Steyn and Schneider say “It was anticipated that this increase in chronic diseases would occur in poor countries undergoing industrialisation, development and adoption of typical westernised lifestyles. Initially the chronic diseases emerged in the wealthier sector of society, however, in the last quarter of the 20th century these conditions occurred more frequently in the poor, than in the wealthy, typically westernised, industrialised countries. In wealthier countries, chronic diseases are ameliorated through healthier eating and smoking patterns that arise from education (citing several sources)”

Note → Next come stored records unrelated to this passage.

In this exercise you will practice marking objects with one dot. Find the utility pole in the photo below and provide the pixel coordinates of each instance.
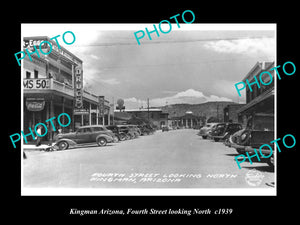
(113, 110)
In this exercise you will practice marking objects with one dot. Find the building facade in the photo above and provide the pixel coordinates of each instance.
(50, 87)
(260, 100)
(154, 115)
(189, 120)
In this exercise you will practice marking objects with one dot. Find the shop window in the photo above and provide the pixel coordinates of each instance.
(28, 75)
(36, 74)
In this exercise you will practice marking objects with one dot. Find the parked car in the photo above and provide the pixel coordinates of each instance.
(224, 130)
(135, 129)
(213, 128)
(117, 131)
(259, 131)
(85, 134)
(203, 132)
(145, 129)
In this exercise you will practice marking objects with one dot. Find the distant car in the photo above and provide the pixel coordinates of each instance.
(130, 133)
(117, 131)
(224, 130)
(259, 131)
(85, 134)
(204, 131)
(145, 129)
(164, 128)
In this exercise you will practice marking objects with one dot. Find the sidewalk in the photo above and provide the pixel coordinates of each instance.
(32, 146)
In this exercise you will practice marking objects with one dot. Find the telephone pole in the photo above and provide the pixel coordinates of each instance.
(148, 109)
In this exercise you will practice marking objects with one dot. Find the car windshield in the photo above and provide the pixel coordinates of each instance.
(95, 129)
(264, 123)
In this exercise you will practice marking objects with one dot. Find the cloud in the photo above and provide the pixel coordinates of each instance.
(189, 96)
(248, 45)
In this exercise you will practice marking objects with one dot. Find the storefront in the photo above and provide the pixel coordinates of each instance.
(51, 86)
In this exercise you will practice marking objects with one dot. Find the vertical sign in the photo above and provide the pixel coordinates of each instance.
(101, 106)
(78, 88)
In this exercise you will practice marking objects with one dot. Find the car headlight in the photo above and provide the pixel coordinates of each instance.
(243, 137)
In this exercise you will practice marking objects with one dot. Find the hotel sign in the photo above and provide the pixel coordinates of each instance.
(36, 84)
(78, 92)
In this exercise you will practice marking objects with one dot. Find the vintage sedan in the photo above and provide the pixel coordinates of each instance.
(85, 134)
(117, 131)
(130, 132)
(259, 131)
(224, 130)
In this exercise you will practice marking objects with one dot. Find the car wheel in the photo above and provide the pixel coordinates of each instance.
(122, 137)
(101, 141)
(240, 151)
(63, 145)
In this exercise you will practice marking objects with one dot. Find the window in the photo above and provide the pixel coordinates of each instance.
(84, 130)
(28, 75)
(36, 74)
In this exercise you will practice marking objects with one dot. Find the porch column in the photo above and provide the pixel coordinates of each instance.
(90, 115)
(97, 115)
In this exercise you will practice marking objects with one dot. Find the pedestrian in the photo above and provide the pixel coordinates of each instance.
(38, 138)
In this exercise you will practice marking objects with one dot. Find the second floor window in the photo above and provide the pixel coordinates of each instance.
(36, 74)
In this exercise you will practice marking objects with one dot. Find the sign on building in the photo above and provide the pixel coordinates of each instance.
(36, 84)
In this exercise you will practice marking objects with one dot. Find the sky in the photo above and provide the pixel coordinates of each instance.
(192, 64)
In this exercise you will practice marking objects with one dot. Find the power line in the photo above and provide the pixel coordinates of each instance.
(169, 41)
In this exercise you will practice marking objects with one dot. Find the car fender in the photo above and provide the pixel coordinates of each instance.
(70, 142)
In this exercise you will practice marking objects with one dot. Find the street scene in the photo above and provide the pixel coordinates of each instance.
(108, 113)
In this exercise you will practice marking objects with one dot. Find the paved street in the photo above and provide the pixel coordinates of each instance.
(174, 159)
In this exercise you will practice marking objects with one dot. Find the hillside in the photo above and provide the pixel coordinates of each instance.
(207, 109)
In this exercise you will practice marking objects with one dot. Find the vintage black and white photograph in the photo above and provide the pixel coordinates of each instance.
(148, 109)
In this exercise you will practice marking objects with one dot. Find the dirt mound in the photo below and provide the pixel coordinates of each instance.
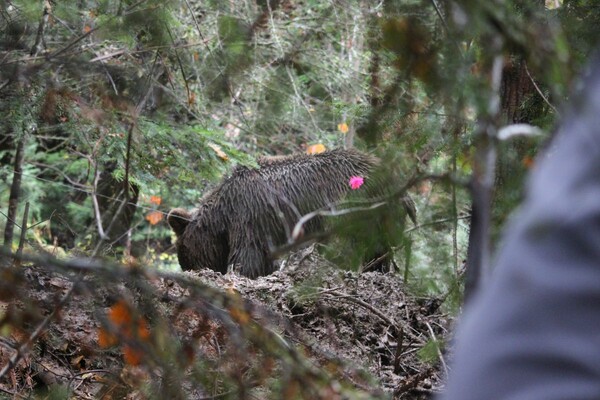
(86, 330)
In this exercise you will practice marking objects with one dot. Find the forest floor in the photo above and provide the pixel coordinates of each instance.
(361, 330)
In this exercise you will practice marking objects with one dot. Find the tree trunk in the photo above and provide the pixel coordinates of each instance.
(15, 193)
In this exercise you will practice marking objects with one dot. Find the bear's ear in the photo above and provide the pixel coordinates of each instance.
(179, 219)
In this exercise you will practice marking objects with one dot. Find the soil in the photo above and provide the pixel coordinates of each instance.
(311, 330)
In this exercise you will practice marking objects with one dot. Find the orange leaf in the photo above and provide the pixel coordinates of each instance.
(106, 339)
(155, 200)
(132, 356)
(143, 330)
(154, 217)
(315, 148)
(120, 314)
(220, 153)
(343, 127)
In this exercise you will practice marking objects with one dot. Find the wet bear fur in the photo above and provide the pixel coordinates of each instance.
(255, 209)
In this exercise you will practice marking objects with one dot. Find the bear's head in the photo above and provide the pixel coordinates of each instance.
(201, 240)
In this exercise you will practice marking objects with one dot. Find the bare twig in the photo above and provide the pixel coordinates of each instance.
(396, 324)
(540, 91)
(440, 355)
(23, 232)
(15, 192)
(97, 214)
(39, 39)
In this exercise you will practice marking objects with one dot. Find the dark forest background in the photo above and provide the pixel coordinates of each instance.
(114, 112)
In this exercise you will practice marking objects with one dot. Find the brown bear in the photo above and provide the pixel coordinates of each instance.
(255, 209)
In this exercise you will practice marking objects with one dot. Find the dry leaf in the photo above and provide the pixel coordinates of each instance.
(154, 217)
(155, 200)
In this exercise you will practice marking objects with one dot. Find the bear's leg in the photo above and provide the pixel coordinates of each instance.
(251, 261)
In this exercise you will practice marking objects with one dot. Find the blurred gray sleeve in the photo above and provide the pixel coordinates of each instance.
(534, 331)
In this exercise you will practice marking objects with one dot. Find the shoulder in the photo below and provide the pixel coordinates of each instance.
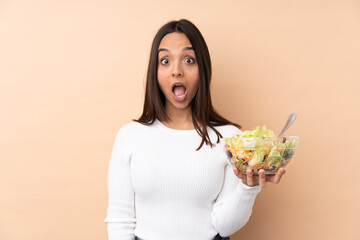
(228, 130)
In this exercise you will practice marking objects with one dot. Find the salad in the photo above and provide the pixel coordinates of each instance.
(260, 149)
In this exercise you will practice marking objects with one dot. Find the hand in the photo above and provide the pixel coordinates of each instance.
(250, 180)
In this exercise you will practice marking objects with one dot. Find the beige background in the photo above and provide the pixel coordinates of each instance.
(72, 72)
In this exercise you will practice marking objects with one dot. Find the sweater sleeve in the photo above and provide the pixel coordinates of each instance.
(233, 206)
(120, 217)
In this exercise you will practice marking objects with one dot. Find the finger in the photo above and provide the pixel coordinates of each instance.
(278, 175)
(249, 177)
(262, 178)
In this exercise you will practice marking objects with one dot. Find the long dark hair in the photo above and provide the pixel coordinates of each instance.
(202, 111)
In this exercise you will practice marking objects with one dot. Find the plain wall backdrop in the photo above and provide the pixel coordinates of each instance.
(73, 72)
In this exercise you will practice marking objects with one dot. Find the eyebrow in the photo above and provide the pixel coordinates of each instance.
(166, 50)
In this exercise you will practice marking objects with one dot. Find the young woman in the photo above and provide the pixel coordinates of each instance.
(168, 175)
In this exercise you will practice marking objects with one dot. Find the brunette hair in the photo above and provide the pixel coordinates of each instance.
(202, 111)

“On the basis of observations from some large middle-income populations (citing Frenk) proposed modifications to Omran’s theory with the protracted-polarised model of epidemiological transition. This model is characterized by the coexistence of infectious and chronic diseases in the same population persisting for a long time. In the protracted model more affluent sections of the population would have completed the transition, while economically disadvantaged groups continue to suffer from pre-transitional pathologies. A feature of the protracted-polarised model is the juxtaposition of a developed and an underdeveloped sector of the population. The model has its roots in inequality and the emerging health patterns further aggravate this.”

“A consequence of the protracted-polarised model in developing countries with limited resources is the enormous burden placed on the health services to cater for multiple burdens of diseases. In this situation it is clear that the chronic diseases are less likely to be adequately provided for when competing with the more acute and urgent conditions such as patients with trauma or those severely ill with active infections. Chronic diseases lack urgency at every level of resource allocation and consequently, unless a health service has a scientifically based process of priority setting to ensure appropriate resource allocation, chronic diseases seldom receive the resource allocations required for prevention and cost-effective care.”

“Furthermore, health services in poorer countries are largely based on a model for treating acute illness. Such a model, particularly in public sector clinics catering for the poor, rarely provides for the appropriate health promotion initiatives or educational needs of patients with chronic disease. For example, the logistics of dispensing long-term medication for chronic diseases is seldom organised so that patients can obtain repeat prescriptions in an efficient way.”